Así, a través de una historia en principio muy trillada en el universo del melodrama romántico —la de un joven pescador llamado Julio que arribará desde su pueblo a la ciudad de Manila para buscar a su antiguo amor Ligaya quien tuvo que abandonar su población natal para aceptar una oferta de trabajo dispensada por una misteriosa mujer que la promete un trabajo como empleada doméstica de una rica familia— Brocka edificó un relato duro que no deja títere con cabeza con aspiraciones de trascender en un documento gráfico y realista acerca de las míseras condiciones de vida que padecieron los emigrantes llegados de las zonas rurales a esa voraz e inhumana gran ciudad filipina habitada por toda una galería de personajes despreciables y carentes de todo símbolo de piedad.
Y es en esta derivada fatalista donde Manila en las garras de la ciudad se eleva como una de las películas más perturbadoras e hirientes producidas en la magnética y valiente década de los setenta. Ya desde los primeros fotogramas, Brocka deja claras sus intenciones de denuncia. En este sentido, el cineasta filipino fotografía sin censura la miseria presente en los arrabales de la ciudad, mostrando en primer plano a vagabundos, limpiabotas, borrachos y prostitutas deambulando por las atestadas calles de la capital con una mirada documental. Estas primeras imágenes urbanas, captadas en un desolador blanco y negro, darán paso a la imagen —con un color pálido y lúgubre que pinta el todo que conforma la película— del protagonista del film: un desorientado pescador (Julio) totalmente perdido en la marabunta que constituye la gran ciudad.
Con unas tomas cenitales que recuerdan a esos planos urbanos made in Nouvelle Vague donde la improvisación y realidad se daban la mano, Julio arribará a la Calle Misericordia —sin duda un malvado guiño insertado por Brocka— donde se erige un prostíbulo regentado por un inmigrante chino y al que el ingenuo pescador parece haber llegado tras una ardua investigación. Poco a poco Brocka irá dando pistas al espectador sobre el perfil del protagonista. Así, a través de pequeños flash back que rememoran los recuerdos de Julio en su pueblo natal, descubriremos que detrás del rostro de nuestro héroe se halla un atormentado e idealista muchacho que abandonó su trabajo como pescador para tratar de localizar a su novia Ligaya, una adolescente que decidió emprender la aventura urbana aceptando un falso empleo como limpiadora ofrecido por una vil empleadora, pero que realmente caerá en una red de prostitución y engaño.
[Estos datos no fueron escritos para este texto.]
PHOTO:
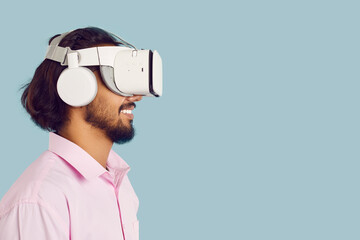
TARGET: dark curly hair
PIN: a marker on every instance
(40, 97)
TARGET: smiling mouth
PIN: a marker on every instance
(126, 110)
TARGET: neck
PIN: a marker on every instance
(94, 141)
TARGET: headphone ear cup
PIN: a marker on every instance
(77, 86)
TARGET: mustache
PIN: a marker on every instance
(128, 105)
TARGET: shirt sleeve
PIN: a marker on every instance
(29, 221)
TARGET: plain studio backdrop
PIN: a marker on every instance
(257, 133)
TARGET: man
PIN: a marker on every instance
(78, 188)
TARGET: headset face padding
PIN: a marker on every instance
(77, 86)
(125, 70)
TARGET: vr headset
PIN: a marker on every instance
(125, 70)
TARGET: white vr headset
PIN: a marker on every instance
(125, 71)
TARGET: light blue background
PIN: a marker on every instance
(257, 134)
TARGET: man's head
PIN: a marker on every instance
(41, 99)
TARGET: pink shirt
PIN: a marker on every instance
(67, 194)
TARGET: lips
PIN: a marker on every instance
(127, 110)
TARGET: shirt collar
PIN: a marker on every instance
(86, 165)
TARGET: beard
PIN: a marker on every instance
(100, 116)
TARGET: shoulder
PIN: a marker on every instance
(43, 183)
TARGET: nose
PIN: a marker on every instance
(135, 98)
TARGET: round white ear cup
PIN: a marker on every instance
(77, 86)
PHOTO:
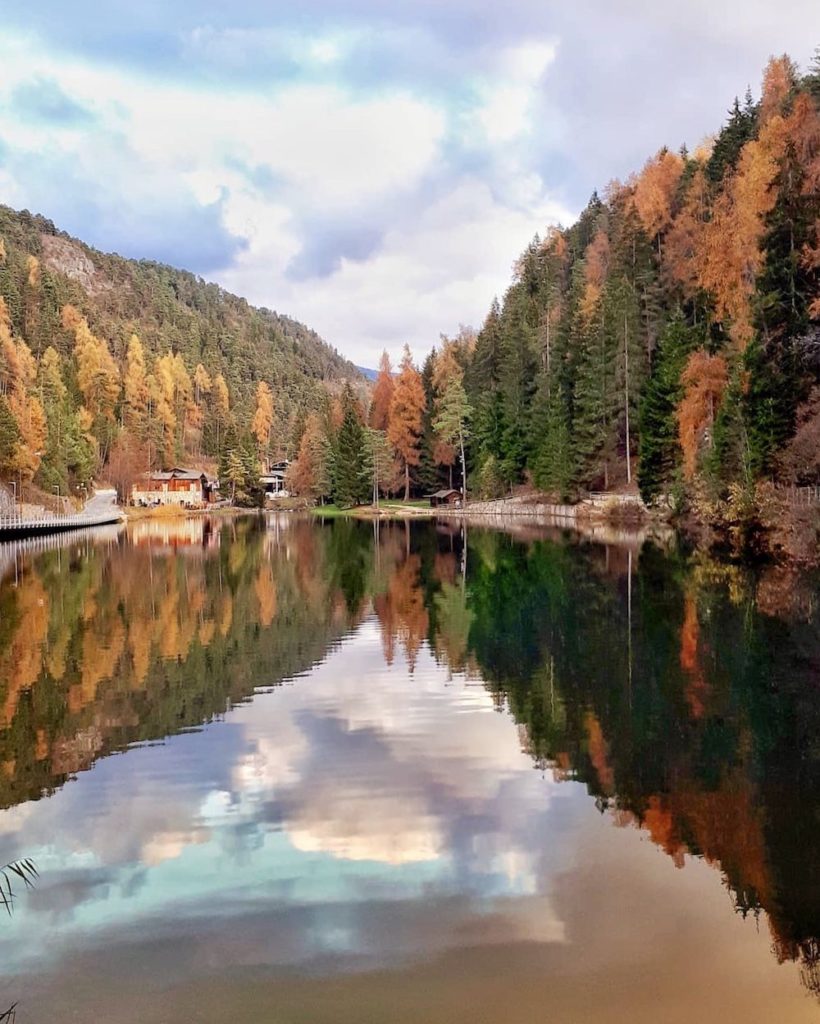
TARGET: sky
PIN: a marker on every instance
(370, 168)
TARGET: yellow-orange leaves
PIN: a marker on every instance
(654, 192)
(595, 270)
(732, 255)
(704, 379)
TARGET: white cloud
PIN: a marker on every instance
(286, 164)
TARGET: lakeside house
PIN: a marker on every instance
(272, 480)
(448, 498)
(189, 488)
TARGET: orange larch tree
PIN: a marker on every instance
(655, 188)
(704, 380)
(406, 409)
(382, 395)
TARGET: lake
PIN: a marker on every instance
(284, 770)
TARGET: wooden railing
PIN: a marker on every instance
(800, 497)
(15, 524)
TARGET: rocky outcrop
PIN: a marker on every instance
(67, 257)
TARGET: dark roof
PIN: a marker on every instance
(177, 474)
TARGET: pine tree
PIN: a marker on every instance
(382, 395)
(452, 411)
(352, 483)
(739, 129)
(659, 450)
(553, 469)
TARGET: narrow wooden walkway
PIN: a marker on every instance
(12, 526)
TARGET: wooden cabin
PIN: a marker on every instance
(272, 480)
(188, 487)
(448, 498)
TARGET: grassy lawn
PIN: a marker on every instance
(333, 511)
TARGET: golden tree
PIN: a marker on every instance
(406, 409)
(382, 395)
(655, 188)
(704, 380)
(263, 418)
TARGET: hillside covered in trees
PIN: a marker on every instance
(672, 335)
(110, 366)
(669, 341)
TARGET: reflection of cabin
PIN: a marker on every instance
(189, 487)
(447, 498)
(272, 480)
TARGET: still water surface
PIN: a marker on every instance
(286, 771)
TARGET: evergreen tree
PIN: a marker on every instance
(740, 127)
(9, 439)
(659, 451)
(516, 384)
(352, 481)
(553, 468)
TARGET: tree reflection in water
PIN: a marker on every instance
(682, 691)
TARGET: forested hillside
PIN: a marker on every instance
(672, 335)
(667, 341)
(110, 366)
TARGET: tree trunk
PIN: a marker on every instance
(627, 394)
(464, 471)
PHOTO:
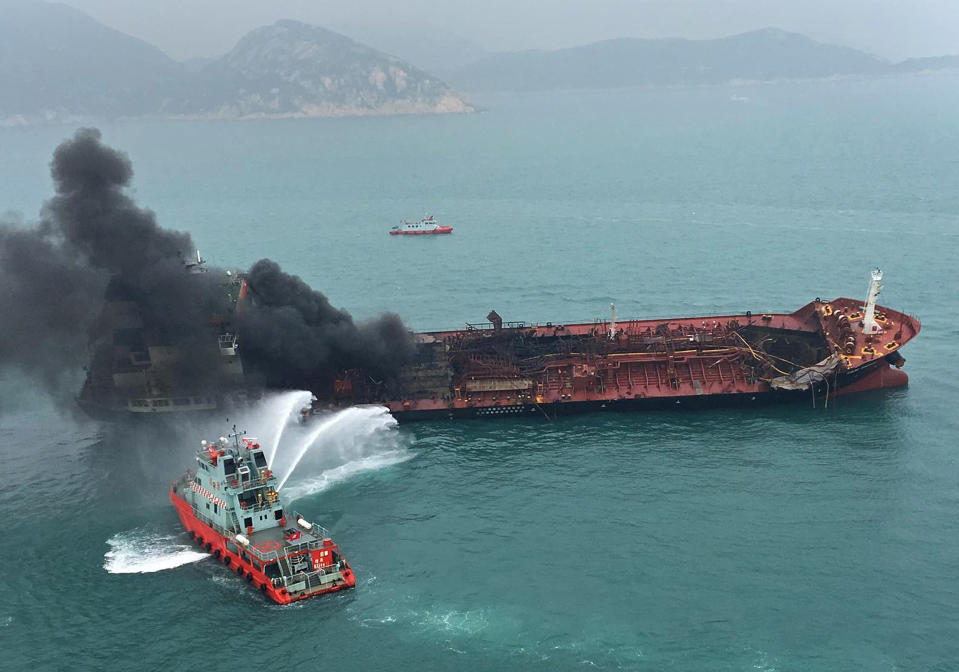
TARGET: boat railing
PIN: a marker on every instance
(252, 482)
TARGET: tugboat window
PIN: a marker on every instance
(229, 466)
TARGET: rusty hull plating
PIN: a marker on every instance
(501, 368)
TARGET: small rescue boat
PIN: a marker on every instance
(426, 226)
(231, 508)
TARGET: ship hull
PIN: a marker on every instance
(430, 232)
(215, 544)
(874, 376)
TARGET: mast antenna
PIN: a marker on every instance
(869, 324)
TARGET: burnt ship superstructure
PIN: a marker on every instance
(821, 351)
(231, 507)
(136, 370)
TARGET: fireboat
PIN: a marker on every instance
(426, 226)
(231, 508)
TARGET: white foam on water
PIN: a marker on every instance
(343, 472)
(341, 444)
(140, 551)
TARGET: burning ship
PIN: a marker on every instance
(496, 369)
(231, 508)
(138, 369)
(825, 349)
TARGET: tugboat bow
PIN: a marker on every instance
(231, 507)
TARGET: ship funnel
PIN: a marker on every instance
(869, 324)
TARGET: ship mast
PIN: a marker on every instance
(869, 324)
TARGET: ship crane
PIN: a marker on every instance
(869, 324)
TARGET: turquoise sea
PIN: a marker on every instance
(781, 539)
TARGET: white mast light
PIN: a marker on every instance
(869, 324)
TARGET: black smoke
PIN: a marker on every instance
(93, 242)
(295, 337)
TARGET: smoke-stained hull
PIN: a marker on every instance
(811, 356)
Brocka se apoya para hilar el argumento principal en una historia de búsqueda y redención, para derretir esta línea hacia un auténtico viaje a los infiernos presentes en las grandes ciudades del sudeste asiático devoradas por el vicio, la corrupción y el capitalismo más destructor de humanismo. Así, Manila en las garras de la ciudad supone una nueva interpretación de la historia tejida por John Ford en su Centauros del desierto que posteriormente adaptarían Paul Schrader en Taxi Driver y Hardcore y Sam Shepard en Paris Texas en relación a vertebrar alrededor de una fábula de exploración emprendida por un ser querido para rescatar a un familiar atrapado en un círculo de trata de blancas y traiciones, una epopeya de tintes homéricos protagonizada por unos seres atormentados por el pasado que buscan una redención personal en medio de una jungla despiadada arbitrada a través de parajes hostiles incompatibles con la quietud y tranquilidad.
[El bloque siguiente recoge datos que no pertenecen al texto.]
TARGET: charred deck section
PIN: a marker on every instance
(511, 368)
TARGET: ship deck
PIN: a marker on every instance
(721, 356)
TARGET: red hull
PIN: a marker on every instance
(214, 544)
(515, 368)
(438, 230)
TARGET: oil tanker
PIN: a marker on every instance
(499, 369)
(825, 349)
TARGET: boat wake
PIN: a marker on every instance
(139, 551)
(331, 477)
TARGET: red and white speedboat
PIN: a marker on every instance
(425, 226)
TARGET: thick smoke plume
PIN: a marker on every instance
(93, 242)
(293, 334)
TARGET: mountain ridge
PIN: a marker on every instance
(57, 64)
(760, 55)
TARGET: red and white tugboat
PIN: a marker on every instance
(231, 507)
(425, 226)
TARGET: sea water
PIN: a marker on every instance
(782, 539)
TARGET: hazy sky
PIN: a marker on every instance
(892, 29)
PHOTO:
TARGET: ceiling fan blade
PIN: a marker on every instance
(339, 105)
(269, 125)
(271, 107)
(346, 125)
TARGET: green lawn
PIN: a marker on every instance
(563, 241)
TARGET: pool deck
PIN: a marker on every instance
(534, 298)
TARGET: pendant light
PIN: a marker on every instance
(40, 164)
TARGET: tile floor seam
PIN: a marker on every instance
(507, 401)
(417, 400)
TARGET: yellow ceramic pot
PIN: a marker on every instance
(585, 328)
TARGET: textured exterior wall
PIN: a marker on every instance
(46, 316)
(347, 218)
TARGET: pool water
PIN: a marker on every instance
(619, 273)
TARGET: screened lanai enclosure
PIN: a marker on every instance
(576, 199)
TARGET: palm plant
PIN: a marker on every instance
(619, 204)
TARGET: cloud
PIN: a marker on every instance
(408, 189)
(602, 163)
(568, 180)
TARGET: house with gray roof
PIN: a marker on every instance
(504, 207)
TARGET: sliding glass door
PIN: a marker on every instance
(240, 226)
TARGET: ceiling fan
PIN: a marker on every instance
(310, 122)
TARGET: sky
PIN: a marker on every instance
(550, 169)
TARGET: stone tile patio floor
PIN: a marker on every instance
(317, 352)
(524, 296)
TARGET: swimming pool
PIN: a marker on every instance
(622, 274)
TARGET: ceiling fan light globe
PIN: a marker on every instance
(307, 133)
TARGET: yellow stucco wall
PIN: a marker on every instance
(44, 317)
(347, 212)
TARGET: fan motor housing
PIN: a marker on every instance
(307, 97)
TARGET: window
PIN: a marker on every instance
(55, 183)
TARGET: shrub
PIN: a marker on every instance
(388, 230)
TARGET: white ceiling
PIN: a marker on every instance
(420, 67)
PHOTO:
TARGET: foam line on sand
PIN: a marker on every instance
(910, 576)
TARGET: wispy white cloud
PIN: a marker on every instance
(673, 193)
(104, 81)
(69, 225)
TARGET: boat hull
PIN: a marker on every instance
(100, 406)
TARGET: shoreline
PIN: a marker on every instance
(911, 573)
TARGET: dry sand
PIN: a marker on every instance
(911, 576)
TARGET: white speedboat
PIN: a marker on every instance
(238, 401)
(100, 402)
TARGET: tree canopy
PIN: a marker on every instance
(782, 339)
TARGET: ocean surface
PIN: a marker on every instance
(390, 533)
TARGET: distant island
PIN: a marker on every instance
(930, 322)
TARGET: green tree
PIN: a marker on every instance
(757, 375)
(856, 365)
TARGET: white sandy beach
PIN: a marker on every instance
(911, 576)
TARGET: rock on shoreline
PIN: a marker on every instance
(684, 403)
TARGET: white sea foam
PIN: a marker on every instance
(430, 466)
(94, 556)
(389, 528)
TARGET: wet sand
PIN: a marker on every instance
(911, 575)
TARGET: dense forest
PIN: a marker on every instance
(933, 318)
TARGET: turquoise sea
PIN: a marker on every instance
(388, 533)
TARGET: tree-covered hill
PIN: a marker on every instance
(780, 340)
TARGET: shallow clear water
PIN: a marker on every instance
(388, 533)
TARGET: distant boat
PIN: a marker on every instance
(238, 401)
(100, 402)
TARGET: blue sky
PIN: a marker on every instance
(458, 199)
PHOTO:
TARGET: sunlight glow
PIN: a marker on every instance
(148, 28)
De este modo, Brocka sigue una línea desesperanzadora, haciendo partícipe al espectador del desamparo y desasosiego que persigue a Julio. Así, observaremos como Julio entra a trabajar como albañil en una obra sufriendo las inclemencias que conllevan la explotación laboral así como las decisiones de un inmoral capataz para el que sus trabajadores no representan más que mercancías con las que jugar para maximizar sus propios beneficios. En el trabajo en la obra, Julio conocerá a toda una serie de personajes de distinto pelaje que instruirán al inocente emigrante de los peligros y oportunidades presentes en la ciudad. Sin embargo, cuando Julio es despedido sin causa objetiva de su trabajo, el joven mancebo deberá sobrevivir en medio de un ambiente adverso e irrespirable vendiendo su cuerpo como chapero tras coincidir con un joven prostituto que acogerá a Julio en su casa introduciéndole en el mundillo de la prostitución masculina.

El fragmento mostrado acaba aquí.